I can remember (at a younger age) being in a restaraunt with girlfriends, and when one had to go to the bathroom, we all went. I don’t why. I don’t think any girl knows why, we just do it. However with maturity that fades, thankgoodness. :-)
I am so grateful for this Bible study group that I am in. They and our study challenges me to constantly check my walk with the Savior. Sometimes I don’t like what I see. God’s bringing me to the point of submission to go to Africa has been an emotional journey for me. I had a fear in the beginning of this journey. One of my girlfriends challenged me to put a name on the fear that I was having and confess it to the Lord. So I have tried to identify it. I was afraid of going alone on this trip. Yes, it’s true, me, who will stop and talk to complete strangers is afraid to go alone. Usually I’m in a familiar or safe surroundings when I do talk to complete strangers.
I know I will not be alone, I will be with a group of people. I wanted so bad to email the leader and say who is going on this trip.
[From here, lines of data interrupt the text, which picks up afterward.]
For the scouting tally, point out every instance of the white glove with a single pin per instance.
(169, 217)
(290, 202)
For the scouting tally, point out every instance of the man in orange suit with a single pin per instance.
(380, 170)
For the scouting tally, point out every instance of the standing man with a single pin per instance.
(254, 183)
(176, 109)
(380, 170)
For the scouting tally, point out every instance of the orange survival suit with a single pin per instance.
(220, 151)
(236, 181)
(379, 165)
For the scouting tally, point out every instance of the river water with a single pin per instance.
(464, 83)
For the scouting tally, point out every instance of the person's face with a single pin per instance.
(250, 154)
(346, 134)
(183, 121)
I kinda felt like the young girl who wanted my friends to go to the bathroom with me. Why couldn’t my husband be going with me. OR Ok, ok if not a group of friends, I’ll take just one. Right now the only one I know on this trip, is the Lord. God, please help my faith! God sweetly whispered, “Some trusts in chariots (relationships), some in horses (friends), but you trust in the name of the Lord.” (Ok friends, please don’t be offended that the word “friends” is in the place of ”horses”. :0 )
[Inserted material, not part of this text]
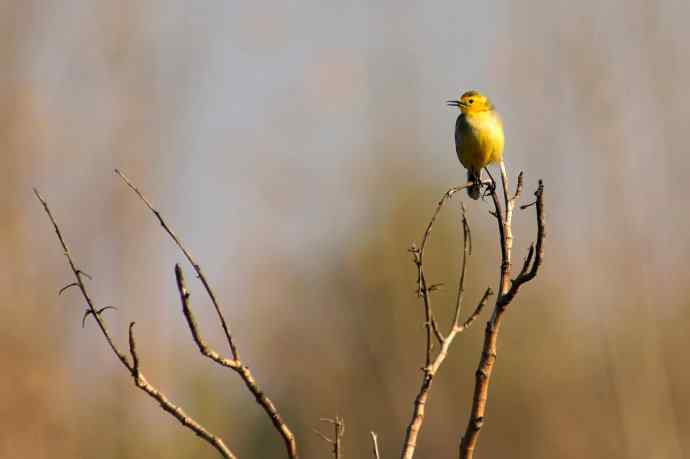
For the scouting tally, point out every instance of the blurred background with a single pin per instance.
(299, 148)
I think, “Ok, I will trust you, Lord, but sometimes it’s hard.” I haven’t exactly found a scripture for this one, but I know I heard God say, “yes, it is, now quit whining and let’s move on, we have more to do.” :-)
When my husband got to go to Thailand a couple of years ago, tons of our friends went. He not only got to serve but he had a wonderful time. Sounds like I’m jealous doesn’t it. I’m not, I was really glad that he got to go. And I can’t compare what he experienced to what God has in store for me. This is a different time, a different trip, and a different set of circumstances. Oswald Chambers wrote, “Never make a principle out of your experiences; let God be as original with other people as He is with you.” Francis Chan added, “Be careful not to turn others’ lives into the mold for your own.”
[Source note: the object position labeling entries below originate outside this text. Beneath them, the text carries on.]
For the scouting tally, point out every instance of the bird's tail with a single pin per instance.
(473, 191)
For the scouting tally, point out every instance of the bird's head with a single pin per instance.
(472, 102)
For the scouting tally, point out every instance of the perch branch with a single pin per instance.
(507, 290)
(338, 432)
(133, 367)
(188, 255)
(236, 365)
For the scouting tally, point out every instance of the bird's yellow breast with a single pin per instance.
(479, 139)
I can’t go on anyone else’s experience. I have to go on my own alone, well, not alone with God alone. So I learning to trust God on a new level and give Him my fear of going alone. So I submitted, ” I will go with you Lord.”
The day after I shared with my LifeGroup that I felt God wanted me to go, I got an email from a sweet friend in the group saying that she was feeling the same thing. I got an email from her today that she is definitely going. After I emailed many of you to ask for prayers, I got an email from another dear friend asking questions about Africa and said that it has been on her heart.
OH MY GOODNESS! God is just the coolest guy I know. And look at how he loves me. I am overwhelmed. I want so bad to grab each of you and make you understand how much God love you, loves me, loves us. But you will have to learn this on your own. I know that I have only begun to grasp the tip of His love. ”Many, O Lord my God, are the wonders you have done. The things you planned for us no one can recount to you; were I to speak and tell of them, they would be too many to declare.” (Ps. 40:5)
The peace I had from just submitting to go, with still a little trembling, is not something I could describe. But I know that I want to know that peace for trusting him more and more each day. I want to thirst for God.
A quote from the last chap of Crazy Love, by Francis Chan. “”.. Anne Dillard once said, “How we live our days is … how we live our lives.” We each need to discover for oursleves how to live this day in faithful surrender to God as we “continue to work out (our) salvation with fear and trembling” (Phil. 2:12).”
God really is the coolest guy I know.